The Great Western arrived at Bodmin 43 years later with a branch from Bodmin Road (now named Bodmin Parkway), followed quickly by a link to the original line. It is this link, to Boscarne Junction, that forms the "secondary branch" of the Heritage Bodmin and Wenford Railway.

Finally, in 1895, The LSWR managed to join up with its isolated line when their North Cornwall railway made it to Wadebridge. (click on the map below to enlarge it)
Ever anxious to promote their extensive network, note that the LSWR includes the branches to Wenfordbridge and Ruthern Bridge on theit maps displayed in their coaches, although neither of these lines ever had a passenger service.

But all this history did leave Bodmin with two stations. The LSWR terminus (Bodmin North) ...
... has gone completely. But Bodmin's stations thus had a real hotch-potch of little used services.
The "link" line (GWR on old map above) joined the LSWR line at Boscarne Junction ...
... but there was originally no station.
The platforms here were completed in May 1964, passengers from Bodmin North using a shuttle service operated by an AC railbus travel as far as Boscarne; onward travel was by using the Bodmin General to Padstow services. Alongside the line to Bodmin North it had a small patch of clear ground, sometimes described as a Ground- or Rail-Level platform, to allow the railbus to lower the ladder fitted below the passenger door ...
... while there was one small platform at a more normal height on the line to Bodmin Genera. There was no shelter, no public access, no tickets, and initially no lighting.

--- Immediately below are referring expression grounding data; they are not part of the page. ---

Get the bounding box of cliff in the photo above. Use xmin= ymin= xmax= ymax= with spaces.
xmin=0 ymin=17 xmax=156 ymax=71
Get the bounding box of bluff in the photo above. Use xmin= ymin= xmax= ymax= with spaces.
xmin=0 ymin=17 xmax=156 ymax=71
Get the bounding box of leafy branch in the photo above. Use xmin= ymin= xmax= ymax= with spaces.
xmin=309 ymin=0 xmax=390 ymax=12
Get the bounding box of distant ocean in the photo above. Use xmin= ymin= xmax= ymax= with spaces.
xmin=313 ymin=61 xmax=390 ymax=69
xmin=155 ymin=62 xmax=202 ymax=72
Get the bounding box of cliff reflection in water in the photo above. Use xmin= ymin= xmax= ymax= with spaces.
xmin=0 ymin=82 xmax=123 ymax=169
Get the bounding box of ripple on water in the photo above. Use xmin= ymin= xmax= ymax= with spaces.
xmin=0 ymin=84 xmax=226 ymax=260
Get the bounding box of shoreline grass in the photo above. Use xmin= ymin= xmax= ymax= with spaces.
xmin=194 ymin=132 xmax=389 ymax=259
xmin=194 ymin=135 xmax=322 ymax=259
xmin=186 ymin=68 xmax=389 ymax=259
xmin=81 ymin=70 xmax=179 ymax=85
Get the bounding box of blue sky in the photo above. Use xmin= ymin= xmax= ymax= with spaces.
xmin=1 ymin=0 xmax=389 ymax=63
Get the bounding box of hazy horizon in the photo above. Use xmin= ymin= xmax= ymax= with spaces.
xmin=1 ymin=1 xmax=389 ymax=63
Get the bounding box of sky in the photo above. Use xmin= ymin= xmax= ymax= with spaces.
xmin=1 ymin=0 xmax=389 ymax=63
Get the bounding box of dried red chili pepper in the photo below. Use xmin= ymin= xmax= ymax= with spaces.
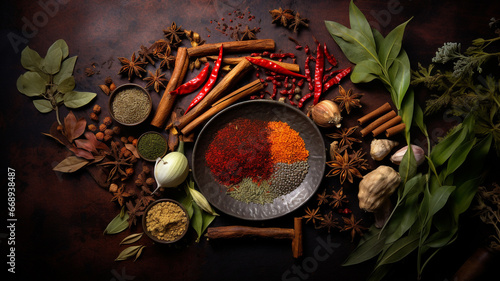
xmin=322 ymin=68 xmax=344 ymax=83
xmin=269 ymin=53 xmax=295 ymax=59
xmin=304 ymin=55 xmax=313 ymax=91
xmin=298 ymin=93 xmax=312 ymax=108
xmin=324 ymin=43 xmax=338 ymax=67
xmin=170 ymin=62 xmax=210 ymax=95
xmin=312 ymin=42 xmax=325 ymax=105
xmin=323 ymin=67 xmax=352 ymax=92
xmin=184 ymin=44 xmax=224 ymax=114
xmin=245 ymin=57 xmax=307 ymax=79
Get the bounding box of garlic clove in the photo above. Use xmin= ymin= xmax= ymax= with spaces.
xmin=390 ymin=145 xmax=425 ymax=165
xmin=370 ymin=139 xmax=399 ymax=161
xmin=310 ymin=100 xmax=342 ymax=129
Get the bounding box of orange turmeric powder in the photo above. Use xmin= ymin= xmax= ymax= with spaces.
xmin=267 ymin=121 xmax=309 ymax=164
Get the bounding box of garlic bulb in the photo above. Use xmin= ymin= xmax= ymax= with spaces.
xmin=390 ymin=145 xmax=425 ymax=165
xmin=309 ymin=100 xmax=342 ymax=128
xmin=370 ymin=139 xmax=399 ymax=161
xmin=153 ymin=141 xmax=189 ymax=193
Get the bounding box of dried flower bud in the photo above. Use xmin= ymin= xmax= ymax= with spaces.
xmin=99 ymin=84 xmax=110 ymax=95
xmin=146 ymin=177 xmax=155 ymax=186
xmin=103 ymin=116 xmax=113 ymax=126
xmin=112 ymin=126 xmax=121 ymax=135
xmin=99 ymin=123 xmax=107 ymax=132
xmin=109 ymin=183 xmax=119 ymax=193
xmin=104 ymin=129 xmax=114 ymax=136
xmin=95 ymin=132 xmax=104 ymax=141
xmin=88 ymin=124 xmax=97 ymax=132
xmin=90 ymin=112 xmax=99 ymax=122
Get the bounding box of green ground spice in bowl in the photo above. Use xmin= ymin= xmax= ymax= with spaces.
xmin=109 ymin=84 xmax=151 ymax=125
xmin=137 ymin=131 xmax=168 ymax=161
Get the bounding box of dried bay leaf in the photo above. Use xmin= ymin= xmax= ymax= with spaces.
xmin=75 ymin=139 xmax=97 ymax=153
xmin=47 ymin=39 xmax=69 ymax=60
xmin=53 ymin=156 xmax=89 ymax=173
xmin=16 ymin=71 xmax=46 ymax=97
xmin=124 ymin=143 xmax=140 ymax=159
xmin=33 ymin=99 xmax=53 ymax=113
xmin=42 ymin=47 xmax=62 ymax=75
xmin=104 ymin=211 xmax=130 ymax=235
xmin=57 ymin=76 xmax=76 ymax=94
xmin=21 ymin=46 xmax=43 ymax=71
xmin=115 ymin=245 xmax=145 ymax=262
xmin=54 ymin=56 xmax=77 ymax=84
xmin=119 ymin=232 xmax=144 ymax=245
xmin=63 ymin=91 xmax=97 ymax=109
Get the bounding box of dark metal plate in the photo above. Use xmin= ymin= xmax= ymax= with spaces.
xmin=192 ymin=100 xmax=325 ymax=220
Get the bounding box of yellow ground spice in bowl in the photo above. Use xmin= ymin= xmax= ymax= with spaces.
xmin=267 ymin=121 xmax=309 ymax=164
xmin=144 ymin=200 xmax=189 ymax=243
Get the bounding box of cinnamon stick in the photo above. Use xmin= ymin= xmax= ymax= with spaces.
xmin=292 ymin=217 xmax=303 ymax=259
xmin=187 ymin=39 xmax=275 ymax=57
xmin=206 ymin=225 xmax=294 ymax=240
xmin=167 ymin=58 xmax=253 ymax=131
xmin=360 ymin=110 xmax=397 ymax=137
xmin=385 ymin=123 xmax=406 ymax=137
xmin=207 ymin=56 xmax=300 ymax=73
xmin=181 ymin=79 xmax=264 ymax=135
xmin=357 ymin=102 xmax=392 ymax=125
xmin=151 ymin=47 xmax=189 ymax=128
xmin=372 ymin=115 xmax=402 ymax=137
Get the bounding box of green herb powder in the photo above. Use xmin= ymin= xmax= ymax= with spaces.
xmin=138 ymin=132 xmax=167 ymax=160
xmin=112 ymin=88 xmax=150 ymax=124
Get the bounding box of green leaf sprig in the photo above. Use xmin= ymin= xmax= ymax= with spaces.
xmin=16 ymin=39 xmax=96 ymax=125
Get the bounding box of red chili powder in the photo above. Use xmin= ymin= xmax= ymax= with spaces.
xmin=205 ymin=118 xmax=275 ymax=185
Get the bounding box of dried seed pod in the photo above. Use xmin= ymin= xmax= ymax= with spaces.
xmin=99 ymin=84 xmax=110 ymax=95
xmin=370 ymin=139 xmax=399 ymax=161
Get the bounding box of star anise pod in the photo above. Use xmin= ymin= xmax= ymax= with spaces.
xmin=163 ymin=22 xmax=185 ymax=46
xmin=329 ymin=187 xmax=349 ymax=209
xmin=334 ymin=85 xmax=363 ymax=114
xmin=303 ymin=206 xmax=322 ymax=224
xmin=126 ymin=200 xmax=145 ymax=228
xmin=143 ymin=68 xmax=168 ymax=93
xmin=118 ymin=52 xmax=147 ymax=80
xmin=326 ymin=150 xmax=364 ymax=184
xmin=98 ymin=141 xmax=135 ymax=182
xmin=318 ymin=211 xmax=340 ymax=233
xmin=157 ymin=52 xmax=175 ymax=69
xmin=240 ymin=25 xmax=259 ymax=41
xmin=351 ymin=149 xmax=369 ymax=171
xmin=111 ymin=184 xmax=132 ymax=206
xmin=138 ymin=45 xmax=156 ymax=65
xmin=136 ymin=190 xmax=155 ymax=209
xmin=289 ymin=12 xmax=309 ymax=33
xmin=342 ymin=214 xmax=368 ymax=242
xmin=151 ymin=39 xmax=172 ymax=57
xmin=269 ymin=8 xmax=294 ymax=27
xmin=316 ymin=189 xmax=329 ymax=206
xmin=327 ymin=126 xmax=362 ymax=149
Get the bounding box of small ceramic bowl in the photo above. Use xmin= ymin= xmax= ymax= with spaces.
xmin=142 ymin=199 xmax=190 ymax=244
xmin=136 ymin=131 xmax=168 ymax=162
xmin=108 ymin=83 xmax=152 ymax=126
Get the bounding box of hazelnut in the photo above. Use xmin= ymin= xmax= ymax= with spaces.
xmin=99 ymin=123 xmax=107 ymax=132
xmin=104 ymin=129 xmax=114 ymax=136
xmin=93 ymin=104 xmax=101 ymax=115
xmin=90 ymin=112 xmax=99 ymax=122
xmin=95 ymin=132 xmax=104 ymax=141
xmin=103 ymin=116 xmax=113 ymax=126
xmin=88 ymin=124 xmax=97 ymax=132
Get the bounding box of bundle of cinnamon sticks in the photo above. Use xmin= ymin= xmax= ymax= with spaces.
xmin=358 ymin=102 xmax=405 ymax=138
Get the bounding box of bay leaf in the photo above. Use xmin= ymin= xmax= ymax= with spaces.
xmin=429 ymin=122 xmax=467 ymax=167
xmin=350 ymin=59 xmax=382 ymax=83
xmin=46 ymin=39 xmax=69 ymax=60
xmin=120 ymin=232 xmax=144 ymax=245
xmin=53 ymin=155 xmax=89 ymax=173
xmin=134 ymin=245 xmax=145 ymax=262
xmin=57 ymin=76 xmax=76 ymax=94
xmin=191 ymin=201 xmax=203 ymax=242
xmin=376 ymin=234 xmax=420 ymax=266
xmin=69 ymin=147 xmax=96 ymax=161
xmin=64 ymin=111 xmax=87 ymax=142
xmin=42 ymin=47 xmax=62 ymax=75
xmin=424 ymin=229 xmax=457 ymax=248
xmin=412 ymin=103 xmax=428 ymax=137
xmin=104 ymin=211 xmax=130 ymax=234
xmin=16 ymin=71 xmax=47 ymax=97
xmin=201 ymin=212 xmax=216 ymax=241
xmin=21 ymin=46 xmax=43 ymax=71
xmin=343 ymin=226 xmax=386 ymax=266
xmin=63 ymin=91 xmax=97 ymax=109
xmin=54 ymin=56 xmax=77 ymax=84
xmin=445 ymin=138 xmax=476 ymax=177
xmin=400 ymin=88 xmax=415 ymax=142
xmin=388 ymin=49 xmax=411 ymax=109
xmin=187 ymin=186 xmax=218 ymax=216
xmin=75 ymin=139 xmax=97 ymax=153
xmin=115 ymin=245 xmax=145 ymax=261
xmin=33 ymin=99 xmax=53 ymax=113
xmin=398 ymin=143 xmax=417 ymax=184
xmin=348 ymin=0 xmax=376 ymax=49
xmin=124 ymin=143 xmax=140 ymax=159
xmin=378 ymin=19 xmax=411 ymax=69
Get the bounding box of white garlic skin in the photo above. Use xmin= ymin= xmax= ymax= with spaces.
xmin=370 ymin=139 xmax=399 ymax=161
xmin=390 ymin=145 xmax=425 ymax=165
xmin=358 ymin=165 xmax=401 ymax=212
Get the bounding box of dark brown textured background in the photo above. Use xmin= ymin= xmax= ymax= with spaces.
xmin=1 ymin=0 xmax=500 ymax=280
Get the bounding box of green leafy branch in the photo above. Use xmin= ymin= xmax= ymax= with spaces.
xmin=16 ymin=39 xmax=96 ymax=125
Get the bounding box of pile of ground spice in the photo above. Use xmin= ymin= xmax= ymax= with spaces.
xmin=205 ymin=118 xmax=309 ymax=204
xmin=145 ymin=201 xmax=188 ymax=241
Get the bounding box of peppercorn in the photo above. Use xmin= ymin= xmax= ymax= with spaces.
xmin=90 ymin=112 xmax=99 ymax=122
xmin=146 ymin=177 xmax=155 ymax=186
xmin=88 ymin=124 xmax=97 ymax=132
xmin=104 ymin=129 xmax=114 ymax=136
xmin=103 ymin=116 xmax=113 ymax=126
xmin=93 ymin=104 xmax=101 ymax=115
xmin=95 ymin=132 xmax=104 ymax=141
xmin=112 ymin=126 xmax=121 ymax=135
xmin=99 ymin=123 xmax=107 ymax=132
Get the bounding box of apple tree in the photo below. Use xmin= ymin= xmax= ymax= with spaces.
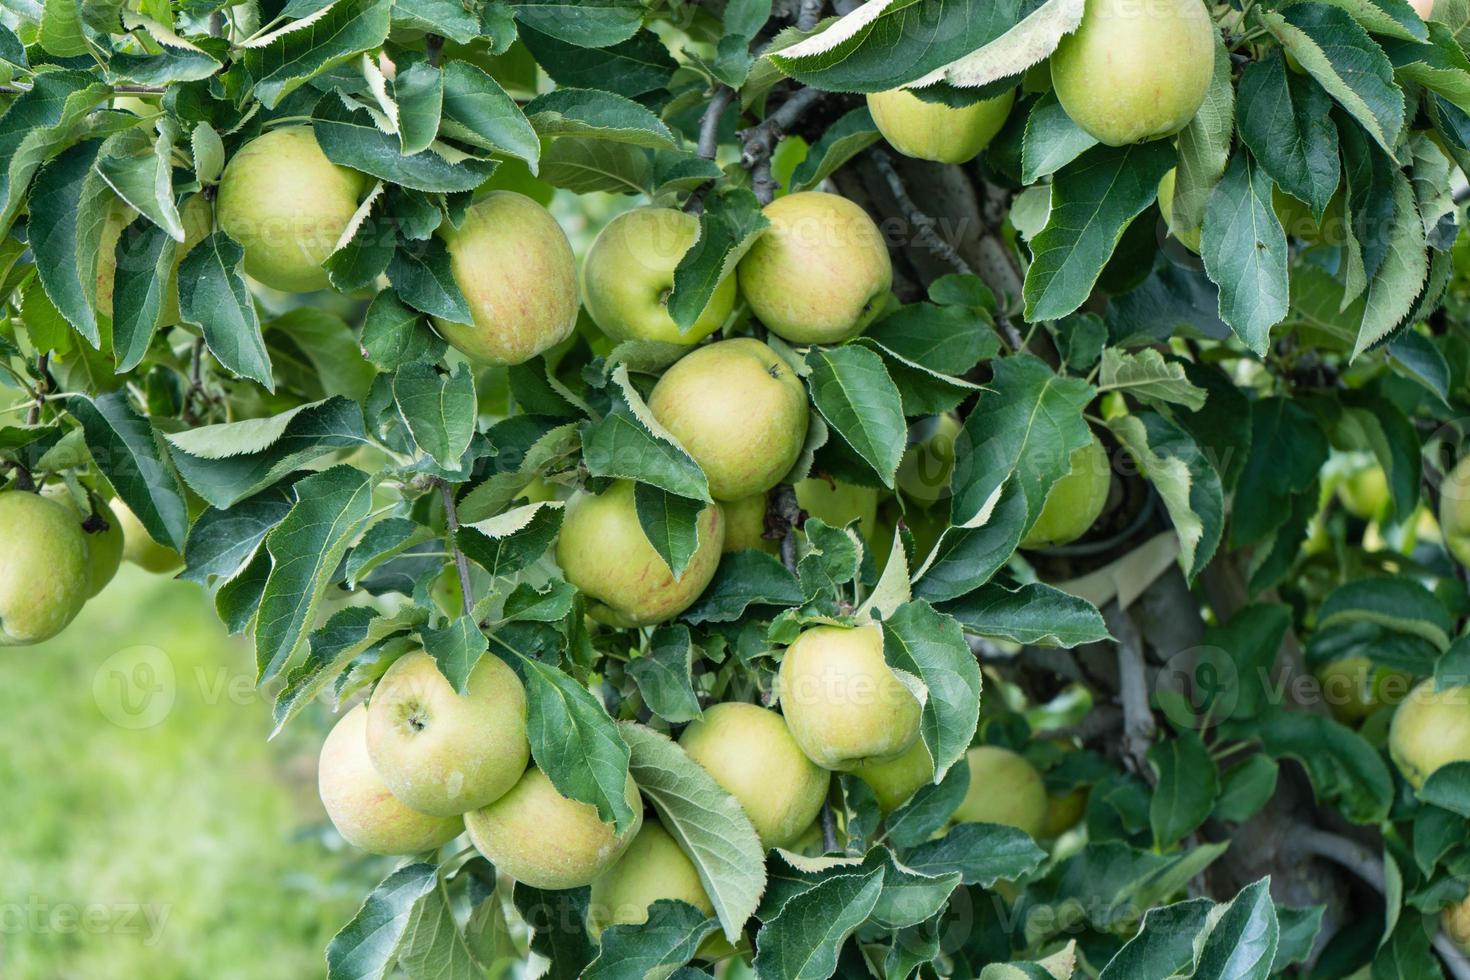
xmin=6 ymin=0 xmax=1470 ymax=974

Brand new gas (oil?) lighting was later added. Services to Bodmin North ceased in 1966/7. The Heritage station is far better appointed than its venerable predecessor!
Trains follow a sharply curved route round from "General" station the southern edge of Bodmin ...
... before coming to rest at the quaint little terminus.
The footpath and cycleway alongside the station is part of the Camel Trail which uses much of the tracked between Wadebrodge, Boscarne and Wenfordbridge. Below, we look back towards the former Dunmere Halt ...
... where the freight line diverged and the platform still stands.
But not the tin shelter!
What is a GWR shelter doing on an LSWR station, eh?

Remember Mrs fbb and chum were not impressed with the superfluity of undergrowth on the line to Bodmin Parkway? On this "branch", the aspect, looking out into the valley of one of the many tributaries of the River Camel, was much more open.

And what was a certain lady up to?

The Heritage line has a long term aspiration to reach Wadebridge and you can but wish them well. It seems unlikely that fbb will be on the first train along the re-opened section!

No station remains at Wadebridge, but at least the new road has an appropriate name ...
... Southern Way!!

 Next Ed Sheeran blog (yes really) : Tuesday 26th June 


  1. The station building does survive at Wadebridge, along with its adjacent Goods Shed. Both are on Southern Way opposite the houses shown in your image. The station is part of the library / John Betjeman complex whilst part of the goods shed yard is now the town's bus station.

  2. Andrew Kleissner25 June 2018 at 11:12

    I know you were a bit sniffy about the BR Mk1 coaches which are used by so many heritage railways. Of course these are "old" to most folk who simply want a train ride with a steam engine at the front - they won't know the difference between them and (say) an LMS carriage.

    More to the point, there were still a lot of old carriages around when the "first wave" of preserved lines such as the Worth Valley and Bluebell got going. By the time later lines started up the supply had, I suspect, largely dried up!

  3. So what if there are lots of railways similar.
    There’s no problem with the number.
    They each operate in their local area (market). If they can survive why on earth should you suggest there are ‘too many’.
    If you personally or Mrs FBB find them tiresome then just don’t visit them. It’s no reason why others shouldn’t be able to.